The following reconciles the Federal statutory tax rate to the effective income tax rate for the years ended December 31, 2017 and 2016:
| 2017 | 2016 | |||||||
| % | % | |||||||
| Federal statutory rate | (34.0 | ) | (34.0 | ) | ||||
| State net of federal tax | (2.9 | ) | (3.4 | ) | ||||
| Permanent and other items | 4.9 | 1.2 | ||||||
| Effect of change in tax rate | 98.5 | - | ||||||
| Change in valuation allowance | (66.0 | ) | 25.0 | |||||
| 0.5 | (11.2 | ) | ||||||
Deferred income taxes reflect the net tax effects of temporary differences between the carrying amounts of assets and liabilities for financial reporting purposes and the amounts used for income tax purposes. In assessing the realizability of deferred tax assets, management evaluates whether it is more likely than not that some portion or all of the deferred tax assets will not be realized. The ultimate realization of deferred tax assets is dependent upon the generation of future taxable income during the periods in which those temporary differences become deductible. Management considers the scheduled reversal of deferred tax liabilities, projected future taxable income and tax planning strategies in making this assessment. Based on management’s evaluation, it is more likely than not that the net deferred tax assets will not be realized and as such a valuation allowance has been recorded as of December 31, 2017 and 2016.

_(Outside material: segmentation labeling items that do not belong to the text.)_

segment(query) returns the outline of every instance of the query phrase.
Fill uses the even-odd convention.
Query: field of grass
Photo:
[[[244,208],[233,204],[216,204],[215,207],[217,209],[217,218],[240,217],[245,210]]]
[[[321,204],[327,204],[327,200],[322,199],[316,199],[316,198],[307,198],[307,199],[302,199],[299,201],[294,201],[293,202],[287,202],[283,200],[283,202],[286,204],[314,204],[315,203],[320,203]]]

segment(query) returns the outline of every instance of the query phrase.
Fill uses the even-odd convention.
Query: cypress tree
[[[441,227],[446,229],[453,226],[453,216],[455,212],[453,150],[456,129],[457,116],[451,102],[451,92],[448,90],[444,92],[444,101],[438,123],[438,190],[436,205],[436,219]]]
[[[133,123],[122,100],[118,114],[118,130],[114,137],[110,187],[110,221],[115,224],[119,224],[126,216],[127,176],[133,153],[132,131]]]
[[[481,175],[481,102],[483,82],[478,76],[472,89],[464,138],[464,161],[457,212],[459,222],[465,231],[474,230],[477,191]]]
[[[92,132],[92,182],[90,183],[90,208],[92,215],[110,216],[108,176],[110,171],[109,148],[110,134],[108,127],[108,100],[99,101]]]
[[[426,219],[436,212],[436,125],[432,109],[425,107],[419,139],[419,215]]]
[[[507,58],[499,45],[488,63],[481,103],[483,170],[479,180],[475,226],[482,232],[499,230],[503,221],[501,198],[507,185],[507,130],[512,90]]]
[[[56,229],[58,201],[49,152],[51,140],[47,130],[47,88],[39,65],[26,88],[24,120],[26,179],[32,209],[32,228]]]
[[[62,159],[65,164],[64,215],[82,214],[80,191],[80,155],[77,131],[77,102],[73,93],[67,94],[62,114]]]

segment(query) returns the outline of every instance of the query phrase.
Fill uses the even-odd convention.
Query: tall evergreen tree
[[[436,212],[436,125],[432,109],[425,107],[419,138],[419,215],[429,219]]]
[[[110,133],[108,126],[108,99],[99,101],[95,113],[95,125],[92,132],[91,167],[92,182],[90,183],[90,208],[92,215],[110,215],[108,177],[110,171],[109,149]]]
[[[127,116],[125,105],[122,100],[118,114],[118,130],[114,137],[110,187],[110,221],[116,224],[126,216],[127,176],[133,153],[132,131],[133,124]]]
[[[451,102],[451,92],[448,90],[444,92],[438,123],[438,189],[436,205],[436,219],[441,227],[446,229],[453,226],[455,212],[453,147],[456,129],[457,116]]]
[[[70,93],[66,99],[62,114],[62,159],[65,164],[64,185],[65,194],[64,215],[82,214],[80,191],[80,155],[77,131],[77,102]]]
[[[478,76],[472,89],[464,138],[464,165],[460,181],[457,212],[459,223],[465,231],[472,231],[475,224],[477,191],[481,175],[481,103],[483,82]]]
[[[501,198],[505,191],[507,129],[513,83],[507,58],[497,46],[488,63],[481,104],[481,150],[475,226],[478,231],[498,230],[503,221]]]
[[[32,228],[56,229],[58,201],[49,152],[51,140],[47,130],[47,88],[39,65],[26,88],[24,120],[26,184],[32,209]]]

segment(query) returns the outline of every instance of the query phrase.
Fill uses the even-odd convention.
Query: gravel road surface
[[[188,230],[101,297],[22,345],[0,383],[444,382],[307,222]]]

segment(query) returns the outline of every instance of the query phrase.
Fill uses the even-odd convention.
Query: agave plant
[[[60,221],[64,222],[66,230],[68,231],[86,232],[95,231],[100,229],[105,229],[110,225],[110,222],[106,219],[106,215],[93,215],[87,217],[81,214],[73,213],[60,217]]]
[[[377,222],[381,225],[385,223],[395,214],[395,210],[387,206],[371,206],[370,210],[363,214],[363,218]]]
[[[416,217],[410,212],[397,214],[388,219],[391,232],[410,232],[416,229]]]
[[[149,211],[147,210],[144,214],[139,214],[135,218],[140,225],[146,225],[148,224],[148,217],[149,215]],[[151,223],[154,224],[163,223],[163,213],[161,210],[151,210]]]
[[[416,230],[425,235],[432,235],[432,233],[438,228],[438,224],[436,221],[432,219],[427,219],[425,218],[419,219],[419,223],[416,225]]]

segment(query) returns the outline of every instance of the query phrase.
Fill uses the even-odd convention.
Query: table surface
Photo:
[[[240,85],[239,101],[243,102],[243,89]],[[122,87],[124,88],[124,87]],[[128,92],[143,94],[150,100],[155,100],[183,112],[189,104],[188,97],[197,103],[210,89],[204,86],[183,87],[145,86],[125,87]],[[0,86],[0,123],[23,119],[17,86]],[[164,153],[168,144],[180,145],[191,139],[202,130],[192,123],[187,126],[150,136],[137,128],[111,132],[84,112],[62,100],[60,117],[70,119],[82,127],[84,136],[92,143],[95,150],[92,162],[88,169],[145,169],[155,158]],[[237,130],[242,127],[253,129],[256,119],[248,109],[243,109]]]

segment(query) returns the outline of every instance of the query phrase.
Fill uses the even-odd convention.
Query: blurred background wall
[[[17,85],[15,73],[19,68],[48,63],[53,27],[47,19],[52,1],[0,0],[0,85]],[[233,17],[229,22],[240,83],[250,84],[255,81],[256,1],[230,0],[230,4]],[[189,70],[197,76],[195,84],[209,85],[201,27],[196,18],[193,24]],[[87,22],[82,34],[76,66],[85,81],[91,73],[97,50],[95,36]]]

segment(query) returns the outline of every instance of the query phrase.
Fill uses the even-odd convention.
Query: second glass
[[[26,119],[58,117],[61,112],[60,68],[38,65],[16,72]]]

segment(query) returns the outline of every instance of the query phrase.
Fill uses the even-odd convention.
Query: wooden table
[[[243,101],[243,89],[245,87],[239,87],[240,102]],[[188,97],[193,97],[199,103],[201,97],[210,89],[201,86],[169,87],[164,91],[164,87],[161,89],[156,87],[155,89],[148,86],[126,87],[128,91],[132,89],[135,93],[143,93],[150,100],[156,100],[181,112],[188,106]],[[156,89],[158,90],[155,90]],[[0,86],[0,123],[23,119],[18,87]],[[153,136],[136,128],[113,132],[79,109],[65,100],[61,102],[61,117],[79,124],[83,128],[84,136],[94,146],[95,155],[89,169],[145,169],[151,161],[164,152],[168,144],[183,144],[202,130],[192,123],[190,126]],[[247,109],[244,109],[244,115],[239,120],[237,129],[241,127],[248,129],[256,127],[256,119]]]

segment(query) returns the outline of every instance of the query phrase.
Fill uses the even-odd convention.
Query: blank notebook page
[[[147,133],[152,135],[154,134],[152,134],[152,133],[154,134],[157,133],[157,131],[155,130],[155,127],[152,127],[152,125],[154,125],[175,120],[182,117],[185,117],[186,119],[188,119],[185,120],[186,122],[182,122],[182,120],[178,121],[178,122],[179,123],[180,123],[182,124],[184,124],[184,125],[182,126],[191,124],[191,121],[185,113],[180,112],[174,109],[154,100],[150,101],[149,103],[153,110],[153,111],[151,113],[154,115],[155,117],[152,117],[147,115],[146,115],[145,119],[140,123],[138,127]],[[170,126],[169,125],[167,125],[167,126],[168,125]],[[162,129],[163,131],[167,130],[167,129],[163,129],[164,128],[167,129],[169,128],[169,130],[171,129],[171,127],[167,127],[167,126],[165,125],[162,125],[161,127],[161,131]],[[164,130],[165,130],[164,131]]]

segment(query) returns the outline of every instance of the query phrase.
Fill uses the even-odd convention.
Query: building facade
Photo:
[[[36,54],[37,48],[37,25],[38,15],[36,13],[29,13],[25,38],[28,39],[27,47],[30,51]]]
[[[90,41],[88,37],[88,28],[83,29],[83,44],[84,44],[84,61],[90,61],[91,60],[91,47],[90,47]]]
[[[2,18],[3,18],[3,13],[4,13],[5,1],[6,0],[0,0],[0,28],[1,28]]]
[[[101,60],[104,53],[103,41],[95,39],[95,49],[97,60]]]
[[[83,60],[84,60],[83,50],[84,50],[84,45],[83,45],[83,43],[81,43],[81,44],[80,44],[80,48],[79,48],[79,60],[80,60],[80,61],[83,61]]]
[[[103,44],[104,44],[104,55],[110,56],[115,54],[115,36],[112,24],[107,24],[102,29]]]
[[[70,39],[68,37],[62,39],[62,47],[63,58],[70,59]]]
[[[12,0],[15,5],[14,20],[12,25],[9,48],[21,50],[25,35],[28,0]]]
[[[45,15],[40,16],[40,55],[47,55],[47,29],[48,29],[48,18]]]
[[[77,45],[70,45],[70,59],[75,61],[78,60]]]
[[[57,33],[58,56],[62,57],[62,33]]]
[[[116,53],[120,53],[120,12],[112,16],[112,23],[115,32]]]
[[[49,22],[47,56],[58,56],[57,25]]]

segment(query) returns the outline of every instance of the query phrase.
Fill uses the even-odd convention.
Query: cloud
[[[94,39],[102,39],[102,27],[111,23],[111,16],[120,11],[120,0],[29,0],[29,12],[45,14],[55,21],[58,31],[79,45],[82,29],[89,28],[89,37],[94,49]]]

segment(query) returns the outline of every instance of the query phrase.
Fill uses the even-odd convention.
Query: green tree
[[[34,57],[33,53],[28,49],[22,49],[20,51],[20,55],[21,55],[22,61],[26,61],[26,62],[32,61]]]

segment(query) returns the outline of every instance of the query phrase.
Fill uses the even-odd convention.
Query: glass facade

The components of the Company's deferred tax assets and liabilities consist of the following at December 31, 2017 and 2016:
| 2017 | 2016 | |||||||
| Deferred income tax assets: | ||||||||
| Net operating losses | $ | 29,447,000 | $ | 43,292,000 | ||||
| Allowance for doubtful accounts | 105,000 | 99,000 | ||||||
| Derivative liability | 500,000 | 391,000 | ||||||
| Accrued liabilities | 1,016,000 | 910,000 | ||||||
| Other | 55,000 | 83,000 | ||||||
| 31,123,000 | 44,775,000 | |||||||
| Deferred income tax liabilities: | ||||||||
| Intangible assets | 5,700,000 | 9,943,000 | ||||||
| Property and equipment | 718,000 | 761,000 | ||||||
| 6,418,000 | 10,704,000 | |||||||
| Deferred tax asset, net | 24,705,000 | 34,071,000 | ||||||
| Less: valuation allowance | (24,705,000 | ) | (34,071,000 | ) | ||||
| Net deferred tax assets | $ | - | $ | - | ||||
At December 31, 2017 and 2016, the Company had federal net operating loss carryforwards of approximately $127.0 million and $122.0 million, respectively, which expire in varying amounts through December 31, 2037. Pursuant to Code Sec. 382 of the Internal Revenue Code (“the Code”), the utilization of net operating loss carryforwards may be limited as a result of a cumulative change in stock ownership of more than 50% over a three-year period. The Company underwent such a change and consequently, the utilization of a portion of the net operating loss carryforwards is subject to certain limitations.
Impact of 2017 Tax Reform
On December 22, 2017 the Tax Cuts and Jobs Act (the “Tax Act”) was enacted in the United States. Among its many provisions, the Tax Act reduces the U.S. corporate income tax rate from 35% to 21%; requires companies to pay a one-time transition tax on certain unrepatriated earnings of foreign subsidiaries; eliminates the corporate alternative minimum tax (AMT); creates a new limitation on deductible interest expense; and changes rules related to uses and limitations of net operating loss carryforwards created in tax years beginning after December 31, 2017. As a result of the Tax Act, the Company remeasured its deferred tax assets and liabilities to reflect the new statutory federal rate of 21% which resulted in a net adjustment of approximately $13.8 million to deferred income tax expense for the year ended December 31, 2017. This adjustment was offset by a reduction in the valuation allowance.